The IUCN description of E. tataricus' range presents its distribution in southern Mongolia and China identically to that of the RDB, citing the same sources. It likewise presents its range as extending from Iran, although qualified, stating northern and central. In summary, like the RDB, it mentions the range extending south through Afghanistan into Pakistan (specifically, "northwestern Baluchistan" province), and to all five central Asian nations (but without designating smaller parts thereof)—with Iran and these having the Caspian Sea as a boundary.

Finally, the RDB presents E. speciosus, a species it describes as synonymous with E. tataricus (speciosus being another name it indicates is "invalid"), as having a range overlapping with E. tataricus—in Pakistan and Tajikistan (the latter, refining it to the Vakhsh River valley). The IUCN, on the other hand, presents E. speciosus as a subspecies of E. tataricus (i.e., as "restricted-range subspecies E. tataricus speciosus"), and states a range limited to Tajikistan (and there, to perhaps 200 km^{2}).

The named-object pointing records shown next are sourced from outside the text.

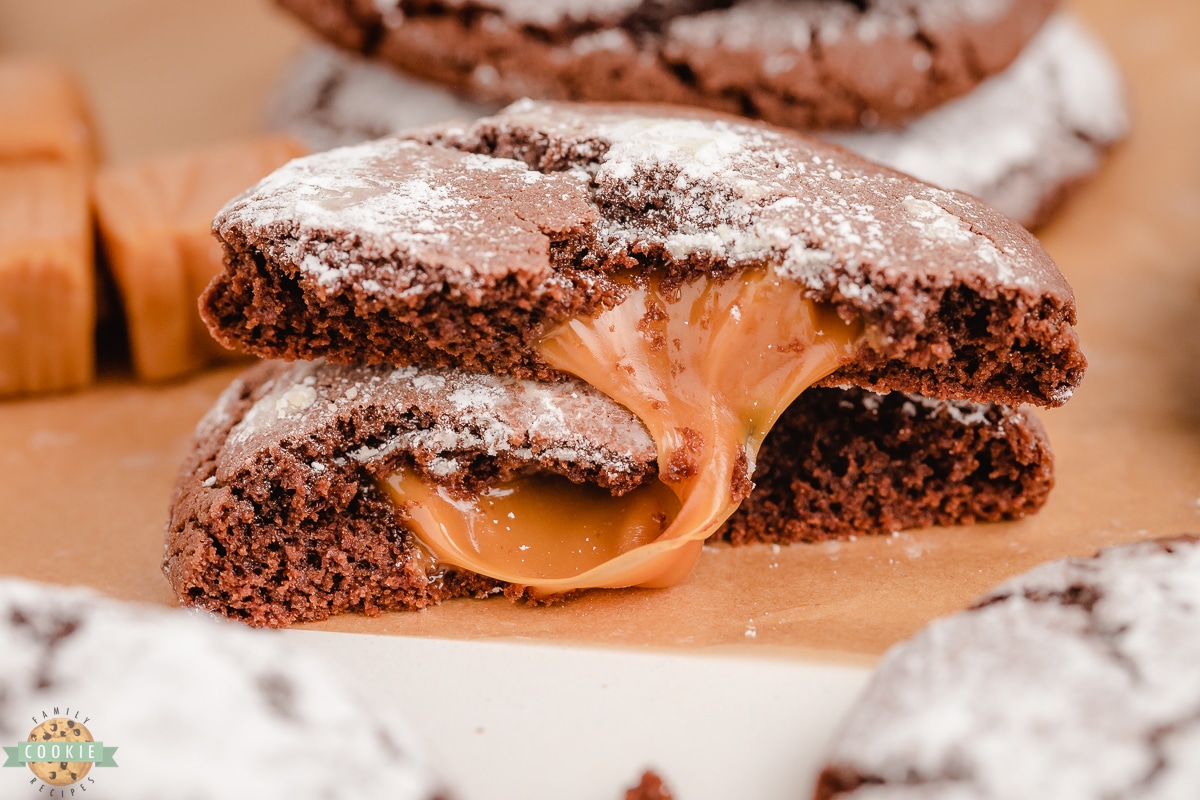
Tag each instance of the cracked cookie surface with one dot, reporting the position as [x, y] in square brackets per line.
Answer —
[1077, 679]
[1020, 142]
[462, 245]
[807, 64]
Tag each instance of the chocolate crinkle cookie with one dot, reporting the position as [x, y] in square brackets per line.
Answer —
[193, 702]
[1077, 679]
[809, 64]
[561, 348]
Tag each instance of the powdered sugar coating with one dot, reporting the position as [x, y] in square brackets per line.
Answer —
[1021, 136]
[738, 191]
[183, 696]
[1073, 680]
[1014, 142]
[450, 414]
[329, 98]
[796, 26]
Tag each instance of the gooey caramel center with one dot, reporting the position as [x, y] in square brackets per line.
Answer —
[708, 367]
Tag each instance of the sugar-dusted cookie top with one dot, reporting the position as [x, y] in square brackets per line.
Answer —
[180, 696]
[1073, 680]
[809, 64]
[462, 245]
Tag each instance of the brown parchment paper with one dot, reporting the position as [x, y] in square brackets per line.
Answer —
[85, 477]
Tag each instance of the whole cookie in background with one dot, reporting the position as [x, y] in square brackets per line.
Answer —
[189, 701]
[808, 64]
[1077, 679]
[1020, 142]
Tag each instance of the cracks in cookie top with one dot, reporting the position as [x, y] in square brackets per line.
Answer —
[527, 214]
[47, 630]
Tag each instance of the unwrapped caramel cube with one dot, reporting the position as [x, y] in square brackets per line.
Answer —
[43, 115]
[47, 281]
[155, 223]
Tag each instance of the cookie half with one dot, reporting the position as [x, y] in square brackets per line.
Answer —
[282, 512]
[701, 271]
[1073, 680]
[805, 64]
[465, 246]
[183, 697]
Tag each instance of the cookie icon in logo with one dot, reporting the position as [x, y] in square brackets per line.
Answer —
[60, 731]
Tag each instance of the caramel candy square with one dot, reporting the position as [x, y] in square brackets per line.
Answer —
[47, 295]
[43, 115]
[155, 223]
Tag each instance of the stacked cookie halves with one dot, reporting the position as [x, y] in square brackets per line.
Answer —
[1012, 101]
[562, 347]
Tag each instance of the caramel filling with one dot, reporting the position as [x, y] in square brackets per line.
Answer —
[708, 367]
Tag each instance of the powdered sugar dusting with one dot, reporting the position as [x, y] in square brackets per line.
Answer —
[1019, 134]
[127, 665]
[540, 422]
[1074, 680]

Somewhat conflictingly overall, distribution information is summarised by the Integrated Taxonomic Information System (ITIS), which assigns E. miliaris to the geographic divisions of Southern Asia, Europe, and Northern Asia (excluding China).

===Species threat status===
Eryx miliaris was assessed in April 2016, for The IUCN Red List of Threatened Species, and assigned the status of "Least Concern", likewise for E. tataricus (wherein this authority excludes specific report regarding E. speciosus).

==Popular culture==
The Eryx miliaris species present in Mongolia, referred via the synonym Eryx tataricus, may be the inspiration for a legendary cryptid, the Mongolian death worm. A specimen described as E. tataricus was shown to inhabitants of the Gobi Desert in Mongolia, who claimed to have seen that cryptid, locally referred to as "olgoi-khorkhoi" ("large intestine worm"), and stated it to be the same animal.